Dans la Barcelone de l'après-guerre civile, ville des prodiges marquée par la défaite, la vie difficile, les haines qui rôdent toujours. Par un matin brumeux de 1945, un homme emmène son petit garçon Daniel Sempere, le narrateur - dans un lieu mystérieux du quartier gothique: le Cimetièere des livres oubliés. L'enfant, qui rêve toujours de sa mèere morte, est ainsi convié par son père, modeste boutiquier de livres d'occasion, à un étrange rituel qui se transmet de génération en génération: il doit y adopter un volume parmi des centaines de milliers.

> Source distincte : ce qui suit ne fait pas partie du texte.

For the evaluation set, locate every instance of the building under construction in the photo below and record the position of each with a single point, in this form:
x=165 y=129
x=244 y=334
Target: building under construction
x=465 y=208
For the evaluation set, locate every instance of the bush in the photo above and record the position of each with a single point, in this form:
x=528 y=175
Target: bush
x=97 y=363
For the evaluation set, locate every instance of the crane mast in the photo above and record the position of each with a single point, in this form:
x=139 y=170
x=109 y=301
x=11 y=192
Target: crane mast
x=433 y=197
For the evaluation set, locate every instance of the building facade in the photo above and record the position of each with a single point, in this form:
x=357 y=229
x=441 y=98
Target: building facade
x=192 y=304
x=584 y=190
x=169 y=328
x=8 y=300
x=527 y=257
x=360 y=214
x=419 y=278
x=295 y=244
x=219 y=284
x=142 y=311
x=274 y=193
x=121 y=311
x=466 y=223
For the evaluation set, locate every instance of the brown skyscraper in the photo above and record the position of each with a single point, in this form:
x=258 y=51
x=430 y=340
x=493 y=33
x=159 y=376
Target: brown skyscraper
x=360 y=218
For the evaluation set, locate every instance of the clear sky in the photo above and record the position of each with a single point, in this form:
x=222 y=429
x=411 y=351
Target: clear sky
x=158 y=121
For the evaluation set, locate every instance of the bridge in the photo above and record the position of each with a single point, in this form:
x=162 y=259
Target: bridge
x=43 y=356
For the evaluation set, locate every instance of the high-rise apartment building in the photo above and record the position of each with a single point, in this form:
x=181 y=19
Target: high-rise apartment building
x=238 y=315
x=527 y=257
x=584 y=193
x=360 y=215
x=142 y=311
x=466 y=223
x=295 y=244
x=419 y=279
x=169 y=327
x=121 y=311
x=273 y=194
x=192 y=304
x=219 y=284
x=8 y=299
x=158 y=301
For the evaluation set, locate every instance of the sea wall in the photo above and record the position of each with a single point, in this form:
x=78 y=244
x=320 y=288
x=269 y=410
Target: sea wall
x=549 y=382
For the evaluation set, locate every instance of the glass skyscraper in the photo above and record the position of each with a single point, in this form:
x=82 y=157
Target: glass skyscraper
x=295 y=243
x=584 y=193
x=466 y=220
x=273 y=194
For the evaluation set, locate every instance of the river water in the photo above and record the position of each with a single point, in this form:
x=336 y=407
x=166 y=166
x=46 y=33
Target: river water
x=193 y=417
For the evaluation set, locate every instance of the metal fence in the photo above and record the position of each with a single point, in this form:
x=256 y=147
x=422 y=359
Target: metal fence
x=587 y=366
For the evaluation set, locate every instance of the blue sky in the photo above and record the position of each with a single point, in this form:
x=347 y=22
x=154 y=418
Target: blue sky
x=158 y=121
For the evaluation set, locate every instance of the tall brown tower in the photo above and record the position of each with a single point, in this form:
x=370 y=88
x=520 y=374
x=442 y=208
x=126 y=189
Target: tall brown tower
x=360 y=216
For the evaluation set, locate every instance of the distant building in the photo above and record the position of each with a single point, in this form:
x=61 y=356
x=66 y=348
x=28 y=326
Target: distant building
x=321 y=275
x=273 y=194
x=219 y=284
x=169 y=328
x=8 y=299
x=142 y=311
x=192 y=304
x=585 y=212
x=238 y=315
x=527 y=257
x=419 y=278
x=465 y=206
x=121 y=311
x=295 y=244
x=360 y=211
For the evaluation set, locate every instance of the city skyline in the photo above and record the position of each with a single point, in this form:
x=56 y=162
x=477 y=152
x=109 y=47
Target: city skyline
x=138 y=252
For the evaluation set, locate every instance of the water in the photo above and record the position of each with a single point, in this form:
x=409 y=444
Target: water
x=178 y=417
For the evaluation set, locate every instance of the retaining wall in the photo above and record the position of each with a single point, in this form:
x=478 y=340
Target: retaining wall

Là, il rencontre le livre qui va changer le cours de sa vie, le marquer à jamais et l'entraîner dans un labyrinthe d'aventures et de secrets enterrés dans l'âme de la ville: l'Ombre du vent.
Avec ce tableau historique, roman d'apprentissage évoquant les émois de l'adolescence, récit fantastique dans la pure tradition du Fantôme de l'Opéra ou du Maître et Marguerite, énigme ou les mystèeres s'emboîtent comme des poupées russes, Carlos Ruiz Zafon mêle inextricablement la littérature et la vie.
Rarement, j'abandonne la lecture d'un bouquin, mais ce matin, j'ai décidé que c'est fini pour ce livre. L'histoire de fond en partant me semblait bonne, mais c'est d'une longueur sans fin, parsemé de citations, on pense qu'enfin il va découvrir qui est ce Julian Carax, mais non, d'autres indices se présentent ...... ouffff ça m'énerve. Alors voilà, dans mon sac de livres de la bibliothèque ..... Et pourtant, j'adore les romans policiers bourrés d'intrigues, ça doit être le style, qui ne me touche pas, j'embarque pas.